We Asked Researchers To Explain The Link Between Estrogen & Breast Cancer

Understanding breast cancer is important in part because the disease is so widespread. But even if no one in your life is affected by breast cancer, it’s still important to stay informed about of the latest research in breast cancer. This is both because it’s so common, but because there are a lot of myths around it.

"One in eight women will have breast cancer in their lifetime," Dr. Cesar Santa-Maria, Assistant Professor of oncology at Johns Hopkins Medicine, tells Bustle, and men can also get breast cancer diagnoses. Research around breast cancer and estrogen, in particular, is an important field of study, since there are so many misconceptions about estrogen in general.

Estrogen is a hormone produced naturally in the body, and many people also take it synthetically in the form of hormonal birth control. Experts tell Bustle that science right now indicates that estrogen has a very complicated relationship with breast cancer, and that it’s not easy to make generalizations.

The most obvious link between estrogen and breast cancer is found in breast cancers that depend on estrogen to survive. "About two-thirds to three-quarters of breast cancers require estrogen for their growth," Dr. Myles Brown, a professor of medicine at the Dana-Farber Cancer Institute, tells Bustle. These cancers are known as estrogen-receptor positive cancers, or ER positive cancers, and estrogen fuels their growth.

"Estrogen receptor positive breast cancer cells are cells that are expressing estrogen receptor when they’re not supposed to," Dr.

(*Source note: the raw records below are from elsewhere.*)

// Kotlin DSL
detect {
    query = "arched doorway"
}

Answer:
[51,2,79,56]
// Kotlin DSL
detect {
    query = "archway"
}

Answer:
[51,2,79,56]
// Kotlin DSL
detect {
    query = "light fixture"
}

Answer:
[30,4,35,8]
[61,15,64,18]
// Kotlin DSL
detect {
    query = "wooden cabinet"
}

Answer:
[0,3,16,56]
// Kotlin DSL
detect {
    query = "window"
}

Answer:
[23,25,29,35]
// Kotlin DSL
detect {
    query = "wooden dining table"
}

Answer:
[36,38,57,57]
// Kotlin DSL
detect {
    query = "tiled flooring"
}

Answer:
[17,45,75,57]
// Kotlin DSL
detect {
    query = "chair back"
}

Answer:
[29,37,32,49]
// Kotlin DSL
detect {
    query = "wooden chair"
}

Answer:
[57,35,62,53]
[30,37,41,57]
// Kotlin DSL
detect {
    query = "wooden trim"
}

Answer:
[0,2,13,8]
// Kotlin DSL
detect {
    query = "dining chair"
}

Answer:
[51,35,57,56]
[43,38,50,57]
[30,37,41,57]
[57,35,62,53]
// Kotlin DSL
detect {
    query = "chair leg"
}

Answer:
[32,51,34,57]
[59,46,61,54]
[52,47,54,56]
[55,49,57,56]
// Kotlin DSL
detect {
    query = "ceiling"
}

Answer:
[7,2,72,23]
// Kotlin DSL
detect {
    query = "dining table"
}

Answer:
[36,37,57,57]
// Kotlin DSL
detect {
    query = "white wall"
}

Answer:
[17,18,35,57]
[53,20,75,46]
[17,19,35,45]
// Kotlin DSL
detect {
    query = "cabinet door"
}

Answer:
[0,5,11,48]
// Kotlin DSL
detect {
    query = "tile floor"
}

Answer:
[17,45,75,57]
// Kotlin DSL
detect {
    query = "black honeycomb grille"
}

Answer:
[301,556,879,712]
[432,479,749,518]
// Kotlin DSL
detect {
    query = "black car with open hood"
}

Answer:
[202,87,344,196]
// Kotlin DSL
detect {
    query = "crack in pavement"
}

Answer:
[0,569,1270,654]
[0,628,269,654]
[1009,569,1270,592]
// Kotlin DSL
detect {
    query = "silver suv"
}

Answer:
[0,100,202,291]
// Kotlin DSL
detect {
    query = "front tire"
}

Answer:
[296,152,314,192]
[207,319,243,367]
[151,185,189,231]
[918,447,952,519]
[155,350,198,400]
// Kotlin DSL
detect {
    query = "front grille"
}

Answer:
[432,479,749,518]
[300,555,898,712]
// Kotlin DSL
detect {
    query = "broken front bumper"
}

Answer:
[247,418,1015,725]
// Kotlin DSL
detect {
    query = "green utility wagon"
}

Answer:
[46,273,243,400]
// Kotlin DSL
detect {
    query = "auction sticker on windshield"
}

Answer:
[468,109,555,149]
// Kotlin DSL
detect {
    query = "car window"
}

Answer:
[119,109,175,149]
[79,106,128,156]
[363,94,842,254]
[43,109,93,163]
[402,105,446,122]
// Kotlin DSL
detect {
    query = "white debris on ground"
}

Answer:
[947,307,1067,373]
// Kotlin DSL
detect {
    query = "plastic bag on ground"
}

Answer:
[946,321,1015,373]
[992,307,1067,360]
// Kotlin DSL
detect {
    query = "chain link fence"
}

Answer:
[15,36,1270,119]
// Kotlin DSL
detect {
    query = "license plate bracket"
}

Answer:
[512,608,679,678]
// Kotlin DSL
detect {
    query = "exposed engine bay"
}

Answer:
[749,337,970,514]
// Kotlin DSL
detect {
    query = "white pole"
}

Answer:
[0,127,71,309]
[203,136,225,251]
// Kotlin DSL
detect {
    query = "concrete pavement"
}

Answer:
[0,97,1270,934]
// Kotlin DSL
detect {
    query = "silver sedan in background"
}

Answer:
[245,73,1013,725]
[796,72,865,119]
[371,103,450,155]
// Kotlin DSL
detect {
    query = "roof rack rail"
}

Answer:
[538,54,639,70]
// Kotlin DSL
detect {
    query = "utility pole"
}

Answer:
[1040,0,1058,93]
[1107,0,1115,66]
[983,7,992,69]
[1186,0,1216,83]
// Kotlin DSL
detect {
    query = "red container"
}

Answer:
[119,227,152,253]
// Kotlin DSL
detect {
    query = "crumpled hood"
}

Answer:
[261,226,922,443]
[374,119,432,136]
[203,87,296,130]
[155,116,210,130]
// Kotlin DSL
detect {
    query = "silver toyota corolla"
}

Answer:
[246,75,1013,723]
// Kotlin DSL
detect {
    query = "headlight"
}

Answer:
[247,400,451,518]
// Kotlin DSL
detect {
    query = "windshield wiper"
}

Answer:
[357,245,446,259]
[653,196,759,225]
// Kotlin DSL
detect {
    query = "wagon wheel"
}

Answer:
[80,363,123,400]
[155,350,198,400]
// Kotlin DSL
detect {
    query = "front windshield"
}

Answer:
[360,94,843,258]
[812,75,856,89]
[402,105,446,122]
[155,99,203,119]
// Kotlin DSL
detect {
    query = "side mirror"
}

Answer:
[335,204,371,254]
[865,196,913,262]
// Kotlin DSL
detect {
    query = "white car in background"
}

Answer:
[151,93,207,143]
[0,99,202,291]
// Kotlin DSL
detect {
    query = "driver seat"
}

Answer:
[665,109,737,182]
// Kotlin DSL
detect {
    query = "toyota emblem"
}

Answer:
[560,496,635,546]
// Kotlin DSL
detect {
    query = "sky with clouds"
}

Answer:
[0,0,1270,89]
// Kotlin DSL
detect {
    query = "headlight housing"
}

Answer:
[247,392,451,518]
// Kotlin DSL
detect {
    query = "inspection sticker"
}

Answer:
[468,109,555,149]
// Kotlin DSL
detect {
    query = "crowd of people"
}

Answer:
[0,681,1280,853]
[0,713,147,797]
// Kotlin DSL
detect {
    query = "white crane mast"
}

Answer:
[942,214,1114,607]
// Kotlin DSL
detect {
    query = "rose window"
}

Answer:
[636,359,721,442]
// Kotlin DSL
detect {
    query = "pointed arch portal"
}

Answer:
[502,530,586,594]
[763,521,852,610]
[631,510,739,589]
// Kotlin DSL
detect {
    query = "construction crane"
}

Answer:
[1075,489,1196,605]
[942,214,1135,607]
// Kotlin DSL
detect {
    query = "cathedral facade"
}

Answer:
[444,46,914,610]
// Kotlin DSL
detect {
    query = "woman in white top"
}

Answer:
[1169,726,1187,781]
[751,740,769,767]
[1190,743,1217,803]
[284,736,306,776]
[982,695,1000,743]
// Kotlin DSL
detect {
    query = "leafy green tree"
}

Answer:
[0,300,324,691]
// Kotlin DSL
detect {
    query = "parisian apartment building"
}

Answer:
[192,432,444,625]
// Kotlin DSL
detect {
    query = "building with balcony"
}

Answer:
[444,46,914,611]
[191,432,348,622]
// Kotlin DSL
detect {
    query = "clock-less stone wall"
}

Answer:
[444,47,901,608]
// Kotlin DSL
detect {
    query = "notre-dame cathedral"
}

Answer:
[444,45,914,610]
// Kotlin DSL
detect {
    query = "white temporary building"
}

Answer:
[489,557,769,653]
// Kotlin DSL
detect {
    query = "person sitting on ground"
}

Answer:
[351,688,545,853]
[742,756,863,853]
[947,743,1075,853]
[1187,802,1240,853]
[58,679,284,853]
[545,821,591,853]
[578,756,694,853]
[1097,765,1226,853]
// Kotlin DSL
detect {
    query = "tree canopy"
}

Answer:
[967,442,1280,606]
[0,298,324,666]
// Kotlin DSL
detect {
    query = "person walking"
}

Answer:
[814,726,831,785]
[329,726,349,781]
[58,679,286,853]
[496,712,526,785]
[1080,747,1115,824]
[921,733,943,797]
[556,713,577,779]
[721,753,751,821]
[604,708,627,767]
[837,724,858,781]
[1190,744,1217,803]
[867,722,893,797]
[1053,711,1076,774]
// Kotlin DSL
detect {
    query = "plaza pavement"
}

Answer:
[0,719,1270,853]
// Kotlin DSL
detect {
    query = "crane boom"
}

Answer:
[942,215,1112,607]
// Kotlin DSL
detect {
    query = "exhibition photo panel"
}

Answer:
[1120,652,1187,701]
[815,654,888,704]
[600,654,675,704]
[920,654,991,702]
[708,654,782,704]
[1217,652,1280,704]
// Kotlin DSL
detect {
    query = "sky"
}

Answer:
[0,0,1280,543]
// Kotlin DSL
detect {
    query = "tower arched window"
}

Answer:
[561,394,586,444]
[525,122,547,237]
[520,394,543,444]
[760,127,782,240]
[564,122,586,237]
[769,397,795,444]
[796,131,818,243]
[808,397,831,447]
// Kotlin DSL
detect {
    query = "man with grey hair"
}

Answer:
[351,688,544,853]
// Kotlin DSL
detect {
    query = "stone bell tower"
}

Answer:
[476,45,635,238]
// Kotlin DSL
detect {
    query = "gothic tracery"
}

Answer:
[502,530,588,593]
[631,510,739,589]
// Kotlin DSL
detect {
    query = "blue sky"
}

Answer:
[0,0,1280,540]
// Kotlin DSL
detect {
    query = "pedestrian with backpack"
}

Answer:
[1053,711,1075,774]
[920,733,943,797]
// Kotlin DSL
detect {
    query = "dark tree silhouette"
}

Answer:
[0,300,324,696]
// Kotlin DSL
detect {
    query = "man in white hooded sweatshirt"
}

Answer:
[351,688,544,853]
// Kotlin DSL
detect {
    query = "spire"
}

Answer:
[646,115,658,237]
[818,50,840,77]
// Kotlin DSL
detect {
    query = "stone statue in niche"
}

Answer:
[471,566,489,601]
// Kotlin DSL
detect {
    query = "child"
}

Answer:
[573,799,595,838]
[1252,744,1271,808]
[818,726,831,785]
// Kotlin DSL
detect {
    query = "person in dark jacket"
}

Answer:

Marco Padilla-Rodriguez, a postdoctoral researcher at the University of Arizona who studies cellular and molecular medicine, tells Bustle. In bodies without cancer, estrogen tells these cells to grow at particular times, like during pregnancy to prepare for breastfeeding, but when they become cancerous, they start to grow all the time — and that causes tumors.

Right now, people with these kinds of breast cancers will receive medication that blocks the action of estrogen to stop their primary tumors growing. These therapies, says Dr. Brown, "prevent estrogen production or block the estrogen receptor in cancer cells to prevent binding by estrogen, with the goal of starving the tumor of estrogen and interrupting cancer growth." However, research is also showing that estrogen has different roles in different stages of breast cancer — and it’s changing the way we understand our hormones.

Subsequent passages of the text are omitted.